I opened up the text files. One was actually an HTML file. It contained their form, and some JavaScript for conditional interactivity — showing/hiding certain fields based on the selections in other fields. It was clean code and it looked like it worked. I was… surprised. (No CSS though, and obviously no page layout elements.)

Then I took a look at the other text file. It contained PHP code. It was well-structured, valid code. Technically.

But… well… I kind of just have to show it to you (with identifying details redacted, of course):

<?php
if ($_SERVER["REQUEST_METHOD"] == "POST") {
    $to = "redacted@example.com";
    $subject = "Redacted Form Submission";
    $message = "";
    
    foreach ($_POST as $key => $value) {
        $message .= ucfirst($key) . ": " . htmlspecialchars($value) . "\n";
    }
    
    $headers = "From: no-reply@example.com";
    if (mail($to, $subject, $message, $headers)) {
        echo "Email sent successfully.";
    } else {
        echo "Email failed to send.";
    }
}
?>

Although this may have been a reasonable “my first web form” tutorial for learning PHP in 2005, you can’t use this code today. Do not use this code today.

Aside from the fact that it’s not a complete page in itself — I mean, do you really want the confirmation after the user submits the form to just be “Email sent successfully” in Times New Roman, black text in the top left corner of a blank white page? Because that’s what would happen if this code ran as the response to the form submission — aside from that, this is missing so much that it would need to make it usable on a modern website.

Also set aside the fact that this is only coded to send off an email. No saving the information to a database, which you’d almost surely want on any database-driven website, especially given the current tenuousness email delivery, which I’ll get to shortly.

One safeguard is the fact that it probably wouldn’t even run successfully at all on most modern web servers, because few servers support the straight-up PHP mail() function anymore, because it’s so easy for spammers to abuse if they manage to hack into your site.

Even if the server does support the mail() function, you’ll never receive the email because, these days, any random web server that actually lets you use mail() is almost certainly already on every spam blocklist, or doesn’t have the necessary SPF, DKIM and DMARC DNS entries that receiving mail servers will check before accepting the incoming message.

Then there’s the fact that there is absolutely zero data validation or sanitization on the form input. It is trivially easy for hackers to abuse a script like this to inject arbitrary code, potentially granting them access to manipulate the contents of your database or even the server’s operating system.

Should I go on? I could go on. But I’ll leave it at that.

Here is where, Aristocrats-style, I deliver the punchline, which you’ve probably already deduced from the title of this post.

“Where,” I asked the client, “did you get this code?”

“ChatGPT.”

ChatGPT. Now, I know a lot of experienced developers these days are using LLMs to generate code, as an assistive tool to bootstrap their applications faster.

But those tools are only effective if you know how to write the correct prompts, and, critically, if you understand the code well enough that you can review it for accuracy and security before deploying it. These are not tools that are suitable for non-technical people to use to directly generate production code in 2025. Will they be someday? Probably. But we are nowhere near that point yet.

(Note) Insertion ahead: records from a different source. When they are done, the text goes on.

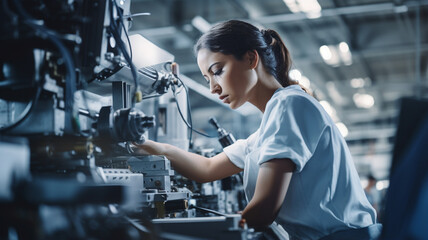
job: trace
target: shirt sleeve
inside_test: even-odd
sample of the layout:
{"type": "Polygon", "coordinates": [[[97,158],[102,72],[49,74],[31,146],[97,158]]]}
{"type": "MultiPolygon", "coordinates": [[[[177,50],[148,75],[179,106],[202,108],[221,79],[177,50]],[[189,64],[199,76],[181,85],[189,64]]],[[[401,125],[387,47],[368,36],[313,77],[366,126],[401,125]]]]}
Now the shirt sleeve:
{"type": "Polygon", "coordinates": [[[325,128],[319,109],[306,97],[288,96],[272,101],[266,107],[265,116],[258,164],[288,158],[296,164],[296,172],[301,172],[325,128]]]}
{"type": "Polygon", "coordinates": [[[227,155],[230,161],[241,169],[244,169],[245,166],[247,141],[247,139],[239,139],[233,144],[223,148],[223,152],[227,155]]]}

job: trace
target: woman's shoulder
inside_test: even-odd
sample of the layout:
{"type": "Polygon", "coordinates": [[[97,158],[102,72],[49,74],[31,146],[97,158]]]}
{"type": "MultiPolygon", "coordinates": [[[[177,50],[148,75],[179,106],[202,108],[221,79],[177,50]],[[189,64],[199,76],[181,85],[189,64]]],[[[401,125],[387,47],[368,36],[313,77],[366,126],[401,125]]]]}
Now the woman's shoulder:
{"type": "Polygon", "coordinates": [[[269,100],[266,110],[278,108],[301,108],[318,105],[318,101],[303,91],[299,85],[278,89],[269,100]]]}

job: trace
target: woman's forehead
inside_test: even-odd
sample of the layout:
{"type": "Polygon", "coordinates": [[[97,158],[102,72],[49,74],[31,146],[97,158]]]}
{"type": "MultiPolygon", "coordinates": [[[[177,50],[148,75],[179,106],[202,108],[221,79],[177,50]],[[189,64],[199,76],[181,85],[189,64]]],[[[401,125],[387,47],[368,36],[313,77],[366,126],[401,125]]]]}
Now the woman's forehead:
{"type": "Polygon", "coordinates": [[[212,52],[208,49],[201,49],[198,52],[197,60],[198,65],[204,71],[208,70],[208,66],[214,62],[222,61],[226,57],[225,54],[219,52],[212,52]]]}

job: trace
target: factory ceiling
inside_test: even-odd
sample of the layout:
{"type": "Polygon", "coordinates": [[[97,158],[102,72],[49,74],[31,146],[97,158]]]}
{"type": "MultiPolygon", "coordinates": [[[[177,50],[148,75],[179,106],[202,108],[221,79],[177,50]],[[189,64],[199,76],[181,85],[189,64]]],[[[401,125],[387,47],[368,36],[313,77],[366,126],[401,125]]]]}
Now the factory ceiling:
{"type": "MultiPolygon", "coordinates": [[[[192,47],[209,26],[241,19],[277,30],[291,52],[293,77],[347,127],[359,169],[379,177],[388,172],[399,100],[428,96],[428,1],[133,0],[131,12],[151,15],[133,17],[130,33],[172,53],[199,87],[208,86],[192,47]]],[[[224,112],[193,89],[194,112],[224,112]]]]}

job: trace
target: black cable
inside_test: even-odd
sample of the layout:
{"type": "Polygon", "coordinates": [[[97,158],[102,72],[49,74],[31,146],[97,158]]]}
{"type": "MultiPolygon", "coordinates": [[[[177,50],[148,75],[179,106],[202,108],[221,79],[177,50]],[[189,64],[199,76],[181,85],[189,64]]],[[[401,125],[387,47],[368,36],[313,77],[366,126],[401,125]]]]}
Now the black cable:
{"type": "MultiPolygon", "coordinates": [[[[177,110],[178,110],[178,113],[179,113],[179,115],[180,115],[180,117],[181,117],[181,119],[183,120],[183,122],[187,125],[187,127],[190,129],[190,133],[192,133],[192,132],[196,132],[196,133],[198,133],[198,134],[200,134],[200,135],[202,135],[202,136],[205,136],[205,137],[208,137],[208,138],[216,138],[217,136],[210,136],[210,135],[208,135],[208,134],[205,134],[205,133],[202,133],[202,132],[199,132],[198,130],[196,130],[196,129],[194,129],[193,128],[193,124],[192,124],[192,113],[191,113],[191,109],[190,109],[190,99],[189,99],[189,92],[188,92],[188,89],[187,89],[187,86],[183,83],[183,81],[180,79],[180,78],[178,78],[177,77],[177,79],[178,79],[178,81],[180,81],[180,83],[182,84],[182,86],[184,87],[184,91],[186,92],[186,98],[187,98],[187,111],[188,111],[188,117],[189,117],[189,122],[184,118],[184,116],[183,116],[183,113],[182,113],[182,111],[181,111],[181,108],[180,108],[180,105],[178,104],[178,100],[177,100],[177,96],[176,96],[176,91],[175,91],[175,87],[172,87],[172,91],[173,91],[173,94],[174,94],[174,100],[175,100],[175,104],[177,105],[177,110]]],[[[173,85],[172,85],[173,86],[173,85]]],[[[191,138],[192,136],[190,135],[189,136],[189,141],[191,141],[191,138]]]]}
{"type": "MultiPolygon", "coordinates": [[[[19,0],[14,1],[16,9],[19,14],[23,17],[24,23],[36,31],[41,38],[47,38],[50,40],[60,51],[66,67],[66,79],[65,79],[65,112],[66,116],[70,117],[69,121],[72,125],[73,130],[79,128],[79,116],[77,111],[74,111],[74,93],[76,92],[76,73],[72,57],[67,48],[58,39],[58,34],[52,30],[45,28],[44,26],[34,23],[36,20],[33,19],[23,8],[19,0]]],[[[80,129],[77,129],[80,131],[80,129]]]]}
{"type": "MultiPolygon", "coordinates": [[[[116,42],[118,43],[118,45],[119,45],[119,48],[120,48],[120,50],[121,50],[121,52],[122,52],[122,54],[123,54],[123,56],[125,57],[125,60],[126,60],[126,62],[128,62],[128,65],[129,65],[129,68],[131,69],[131,73],[132,73],[132,77],[133,77],[133,79],[134,79],[134,89],[133,89],[133,93],[132,93],[132,102],[131,102],[131,107],[134,107],[134,105],[135,105],[135,97],[136,97],[136,93],[137,93],[137,90],[138,90],[138,78],[137,78],[137,70],[136,70],[136,68],[135,68],[135,65],[132,63],[132,59],[130,58],[130,56],[129,56],[129,54],[128,54],[128,51],[126,50],[126,48],[125,48],[125,46],[124,46],[124,43],[123,43],[123,41],[122,41],[122,38],[121,38],[121,36],[120,36],[120,31],[119,31],[119,28],[117,27],[117,25],[116,25],[116,20],[115,20],[115,18],[114,18],[114,14],[113,14],[113,7],[115,7],[116,8],[116,11],[117,11],[117,14],[119,15],[119,21],[123,21],[122,20],[122,12],[120,11],[120,7],[117,5],[117,3],[116,3],[116,1],[115,0],[111,0],[110,1],[111,2],[111,7],[110,7],[110,29],[112,30],[111,32],[112,32],[112,34],[113,34],[113,37],[114,37],[114,39],[116,40],[116,42]]],[[[123,24],[123,22],[122,22],[122,24],[123,24]]],[[[123,25],[124,26],[124,25],[123,25]]],[[[125,32],[126,32],[126,30],[125,30],[125,32]]],[[[127,35],[127,34],[126,34],[127,35]]],[[[128,38],[128,40],[129,40],[129,38],[128,38]]],[[[129,42],[129,44],[130,44],[130,42],[129,42]]],[[[131,50],[132,48],[131,48],[131,45],[129,45],[129,49],[131,50]]]]}
{"type": "Polygon", "coordinates": [[[119,14],[120,25],[122,25],[123,31],[125,32],[126,39],[128,40],[129,55],[130,55],[130,58],[131,58],[131,61],[132,61],[132,48],[131,48],[131,40],[129,40],[129,36],[128,36],[128,29],[125,27],[125,24],[123,23],[123,20],[122,20],[123,19],[123,15],[122,15],[122,12],[119,9],[119,6],[117,5],[116,1],[114,3],[116,5],[116,10],[117,10],[117,12],[119,14]]]}
{"type": "Polygon", "coordinates": [[[19,120],[10,124],[9,126],[1,127],[0,132],[2,133],[7,132],[15,128],[19,124],[21,124],[25,119],[27,119],[30,116],[31,112],[33,111],[34,107],[37,105],[41,92],[42,92],[42,85],[37,86],[36,94],[34,94],[34,99],[28,103],[27,107],[24,109],[23,113],[21,114],[21,117],[19,118],[19,120]]]}

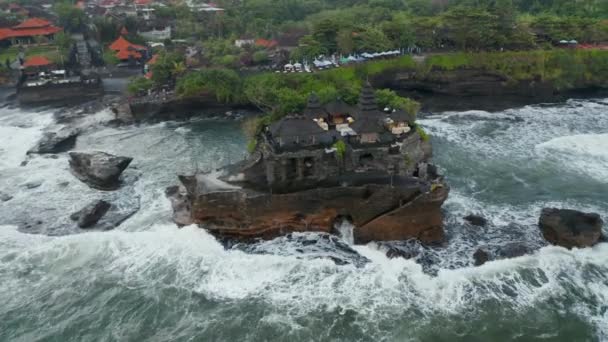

Fortunately, the client didn’t know how to install this code directly on their site, so they had to ask me for assistance with that final, crucial step. And I used the opportunity to inform them (more kindly and succinctly than here) why it was not usable as-is. It took me less than 15 minutes to replicate and test in Gravity Forms, and they were up and running with a functional, well-designed, and secure form.

So, again, please, if you don’t possess the ability to look at code and understand whether or not it will work, or what the security implications might be, don’t use ChatGPT (or any other AI) to write code.